I am on the ferry, in a cabin, on the way to Pante Macassar in the exclave district of Oecusse, Timor-Leste. Kopernik has entrusted me to assess the impact of the Light Up Oecusse project, which distributes solar lamps to rural people who live beyond the reach of the power grid and are otherwise reliant on other forms of lighting including kerosene lanterns, torches, candles and even the burning of salvaged rubber or plastic washed up on the beaches.

I was surprised to learn that I was going to Oecusse. Why did Kopernik choose me for this fellowship? It’s not so much that I lack experience—I have been doing social science research on development projects in Peru and Timor-Leste since 1996, and I have published widely on all manner of agricultural and conservation-oriented interventions. Rather, I bring a critical perspective to the culture of development. 

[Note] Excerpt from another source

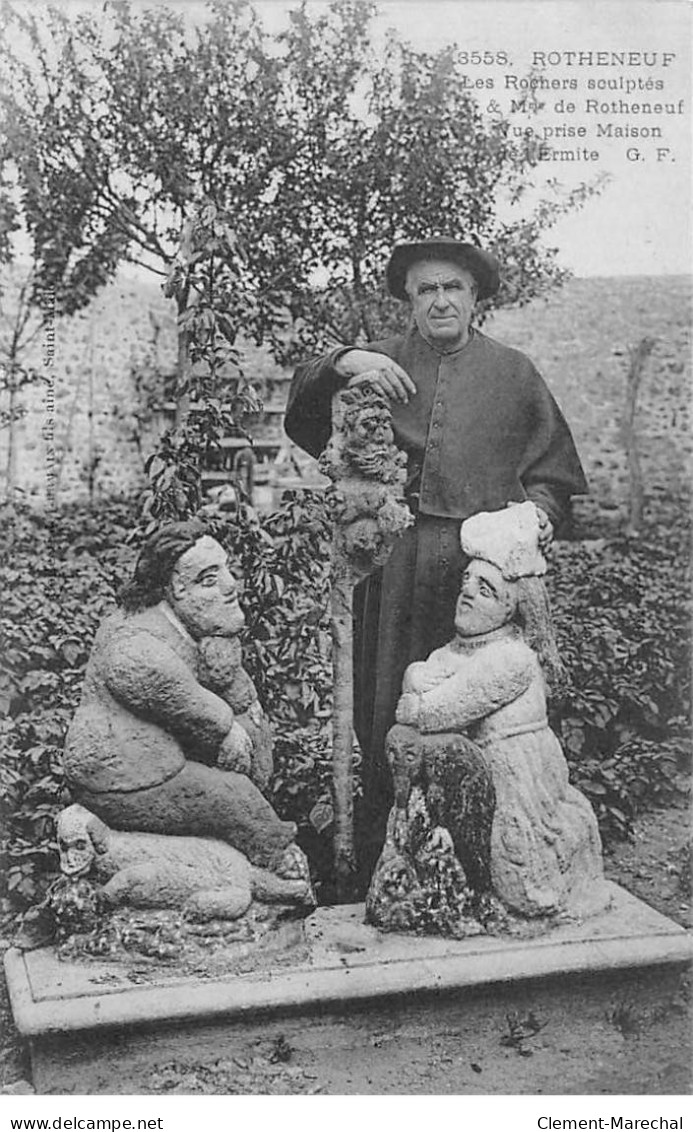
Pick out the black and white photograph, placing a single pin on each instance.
(345, 466)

Admittedly, I have never thought a great deal about lighting, much less solar systems. I do recall, however, a number of NGOs in the southern Peruvian Andes, who in the 1990s were adamantly opposed to the expansion of the power grid to indigenous communities because, they claimed, it interfered with ‘Andean culture’. At the same time, at one point along the Inca trail, which runs from the Sacred Valley of the Incas (near Cusco) to Machu Picchu, there was a community that was most upset to find itself denied electric power in order to preserve its ‘traditional aspect’ for tourists seeking an ‘authentic cultural experience’. The question of lighting can be a complex one. But what about these solar lamps? Do they have politics? Is there a hidden complexity—cultural, economic or political—to their uptake? The various impact assessments done until now tell stories of contented beneficiaries: the economic gains as rural populations dispense with their fuel-burning lamps and battery torches; children who can study at night under a brighter and cleaner light; women who can cook without straining their eyes; farmers who can work in their fields after dark, out of the day heat, with solar lamps shedding light on their sowing, hoeing, and harvesting. 

Will my impact assessment turn up these same results? Are there other stories that have not yet been told about the appropriation of solar lamps? What will I find out about their distribution, adoption, and everyday use? And what about research methods? Should I replicate the existing survey format or should I also explore other ethnographic methods? Should I, perhaps, ‘follow the lights’ for one, two, or three nights, to see what they illuminate, how they illuminate it, and what is lost in the shadows? What does ‘light up Oecusse’ really mean for the night-time rhythms of a particular household and the ‘ecology’ of social relationships, from the moment a lamp is switched on to the moment it is switched off? What does the new technology enable people to do from one minute to the next, one night to the next? And more importantly, in order to find out, am I prepared to sacrifice the relative comfort of my homestay in the township for a basic, dirty hut in the hills, whose single concession to modernity is… a solar lamp? I guess so…

Such have been my thoughts of the night before as the ferry slips into the port of Pante Macassar, only a few miles from Lifau where the Portuguese first stepped foot on Timorese soil some five hundred years ago.